Jenes Manuskript des griechischen Philosophen Philodem, das 79 nach Christus bei dem Ausbruch des Vesuvs in Herculaneum verschüttet wurde, kann man jetzt wieder lesen – wenn man der Rekonstruktion vertraut, die der 1988 verstorbene Tübinger Gräzist Konrad Gaiser vorgelegt hat. Bücher haben ihre Schicksale. Aber das Besondere dieses Schicksals liegt nicht in der Zahl 2000, der Anzahl der Jahre, die seit dem Vesuv-Ausbruch vergangen sind, sondern in den rund 200 Jahren, die seit dem Wiederauftauchen des Buches verstrichen. In den Jahren 1752 bis 1754 wurde Herculaneum ausgegraben; 1795 gelang es mit einer von Antonio Piaggio konstruierten Maschine, die Papyrosrollen zu öffnen und abzuzeichnen. Was zum Vorschein kam, war eine Trümmerlandschaft in Zeilen und Buchstaben.

Daß es sich bei dem Buch um das Arbeitsexemplar des aus Gadera in Syrien stammenden Philodem handelt, der im ersten Jahrhundert vor Christus eine Darstellung der platonischen Akademie ausarbeitete, weiß man heute und ahnte man auch schon früher. Nur konnte man vordem nicht viel damit anfangen. Auf dem Höhepunkt der langen Blütezeit der klassischen Studien in Europa vermochte auch die sorgfältige Berliner Ausgabe Philodems aus dem Jahr 1902 wenig aufzuhellen.

Der Grund liegt jetzt offen zu Tage. Die besondere Auffassung von der Philosophie Platons, wie sie seit Friedrich Schleiermacher zumal die deutsche Gelehrtenwelt machtvoll beherrschte, versperrte den Zugang zu den Fragmenten dieses Papyros. Von Platon sollten nur die Dialoge gelten, nur sie fand man ernsthafter Aufmerksamkeit wert. Alle Hinweise auf eine mündliche – und mit Grund nur mündlich vorgetragene – Lehre Platons wurden als unfruchtbar abgetan.
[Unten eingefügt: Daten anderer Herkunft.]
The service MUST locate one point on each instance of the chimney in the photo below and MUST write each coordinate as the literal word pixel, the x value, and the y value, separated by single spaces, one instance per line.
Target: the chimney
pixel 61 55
Dabei wurde ignoriert, daß sich ein halbes Jahrtausend antiken Philosophierens offenkundig auf einen Platon bezogen, der in dessen schriftlichem Werk nicht zu finden war.

Erst in der ersten Hälfte unseres Jahrhunderts wandten sich Forscher vereinzelt wieder den einschlägigen Zeugnissen zu. Seit Mitte der fünfziger Jahre gehört die Befassung mit dem sogenannten "esoterischen Platon", mit der "Ungeschriebenen Lehre", wieder zum Pflichtprogramm aller Piaton-Studien. Den Durchbruch erzielten damals die

Tübinger Konrad Gaiser und Hans Krämer. Bis heute gibt es von ansehnlicher Seite verstockte Abwehr gegen ihre Untersuchungen. Diese Abwehr wird durch Gaisers postumes Werk "Philodems Academia" nun noch schwerer werden. Gestützt auf jahrzehntelange Forschungen über Zeugnisse zum "esoterischen Platon" kann Gaiser an die Bruchstücke von 27 Colonnen des Herculaneischen Papyros Fragen stellen, die sich mit Kombinationsgabe und philologischer Akribie beantworten lassen – abgesichert durch thematische Parallelen in der Platon-Überlieferung.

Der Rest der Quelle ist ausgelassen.